SOC 228
The Panopticon: Surveillance, Power, and Inequality Fall 2019
Division II Difference, Power, and Equity
Cross-listed STS 229
This is not the current course catalog

Class Details

Surveillance is built into the very fabric of modern life. From CCTV cameras, to supermarket loyalty cards, to the massive gathering of personal data on social media sites, people participate in today’s “surveillance societies” just by doing everyday activities. This course uses the metaphor of the “Panopticon” as a doorway to engagement with traditional and new forms of surveillance. First described by philosopher and social theorist Jeremy Bentham, the Panopticon is a physical structure that enables one observer to see all inhabitants without those inhabitants knowing if they are being observed. In Discipline and Punish, Michel Foucault famously expanded thinking on the Panopticon as a metaphor for the “disciplinary” power that lies at the heart of inequality in modern society. Since Bentham and Foucault’s time, however, surveillance technologies have changed significantly. To what extent does the concept of the Panopticon give us purchase on today’s surveillance societies? How does watching people with new digital and algorithmic surveillance technologies shape the exercise of power and, in turn, (re)produce forms of inequality? Are these technologies always bad? Can they be used for good? Topics include: the historical origins and expansion of surveillance in modern societies, the emerging total surveillance state in Baltimore City, the U.S. military drone program, surveillance in the workplace, and whether social media is turning us all into self-surveillance addicts.

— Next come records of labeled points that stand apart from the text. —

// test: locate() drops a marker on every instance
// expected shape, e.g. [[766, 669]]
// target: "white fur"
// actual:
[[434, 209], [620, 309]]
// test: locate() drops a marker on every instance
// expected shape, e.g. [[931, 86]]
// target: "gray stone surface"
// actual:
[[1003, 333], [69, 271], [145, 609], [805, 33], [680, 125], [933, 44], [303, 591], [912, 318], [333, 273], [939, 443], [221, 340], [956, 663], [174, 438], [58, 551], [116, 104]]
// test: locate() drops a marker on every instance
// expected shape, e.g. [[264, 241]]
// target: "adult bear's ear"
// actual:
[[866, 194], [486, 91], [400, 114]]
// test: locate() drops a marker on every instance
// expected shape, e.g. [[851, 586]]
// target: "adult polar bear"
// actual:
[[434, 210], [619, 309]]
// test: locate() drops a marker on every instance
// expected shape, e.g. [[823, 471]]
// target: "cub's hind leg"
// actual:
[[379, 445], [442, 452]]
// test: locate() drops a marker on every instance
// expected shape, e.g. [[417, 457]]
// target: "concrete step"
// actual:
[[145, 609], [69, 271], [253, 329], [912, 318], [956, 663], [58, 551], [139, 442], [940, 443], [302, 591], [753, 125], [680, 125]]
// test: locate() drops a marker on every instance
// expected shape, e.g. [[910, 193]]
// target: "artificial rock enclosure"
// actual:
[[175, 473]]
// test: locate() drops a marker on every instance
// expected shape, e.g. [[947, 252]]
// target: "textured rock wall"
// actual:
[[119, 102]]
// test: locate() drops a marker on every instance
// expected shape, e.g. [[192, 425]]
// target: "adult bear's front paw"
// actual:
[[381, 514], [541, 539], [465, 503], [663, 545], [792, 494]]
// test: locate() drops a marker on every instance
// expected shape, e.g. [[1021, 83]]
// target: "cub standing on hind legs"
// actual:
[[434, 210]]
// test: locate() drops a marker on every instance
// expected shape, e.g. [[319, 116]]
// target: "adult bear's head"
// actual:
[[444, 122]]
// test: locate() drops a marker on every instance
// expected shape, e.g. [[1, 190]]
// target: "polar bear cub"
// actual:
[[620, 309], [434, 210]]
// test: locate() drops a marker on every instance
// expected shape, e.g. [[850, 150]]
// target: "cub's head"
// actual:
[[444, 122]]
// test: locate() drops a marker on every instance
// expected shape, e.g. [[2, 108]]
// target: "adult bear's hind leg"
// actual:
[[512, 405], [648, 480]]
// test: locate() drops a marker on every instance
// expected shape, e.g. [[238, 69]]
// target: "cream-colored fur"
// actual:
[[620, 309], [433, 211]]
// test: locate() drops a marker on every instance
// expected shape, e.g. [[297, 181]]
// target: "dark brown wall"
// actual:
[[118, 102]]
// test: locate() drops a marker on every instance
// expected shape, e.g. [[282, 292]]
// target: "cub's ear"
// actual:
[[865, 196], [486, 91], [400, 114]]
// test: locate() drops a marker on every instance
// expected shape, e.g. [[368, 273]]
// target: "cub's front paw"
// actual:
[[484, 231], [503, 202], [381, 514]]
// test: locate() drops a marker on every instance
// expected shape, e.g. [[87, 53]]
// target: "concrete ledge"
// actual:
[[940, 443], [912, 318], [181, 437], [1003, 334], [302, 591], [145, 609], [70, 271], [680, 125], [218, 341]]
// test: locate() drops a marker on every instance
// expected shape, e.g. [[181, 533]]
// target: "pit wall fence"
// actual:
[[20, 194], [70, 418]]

The Class: Format: seminar
Limit: 20
Expected: 10
Class#: 1085
Grading: no pass/fail option, no fifth course option
Requirements/Evaluation: discussion participation, six reading responses (1- to 2-page papers), Facebook data essay (3-5 pages), final paper (8-10 pages)
Prerequisites: none
Enrollment Preferences: Anthropology and Sociology majors
Distributions: Division II Difference, Power, and Equity
Notes: This course is cross-listed and the prefixes carry the following divisional credit:
STS 229 Division II SOC 228 Division II
DPE Notes: This course explores how power is distributed unequally through the mechanism of surveillance technologies, particularly in regard to racial and class differences. Among other topics, it will consider the concrete case of surveillance in Baltimore City and the question of if and when surveillance is appropriate there given the city's current crisis of gun murders. Students will discuss whether and how to conduct surveillance in a context shaped by deep racial segregation and class inequality.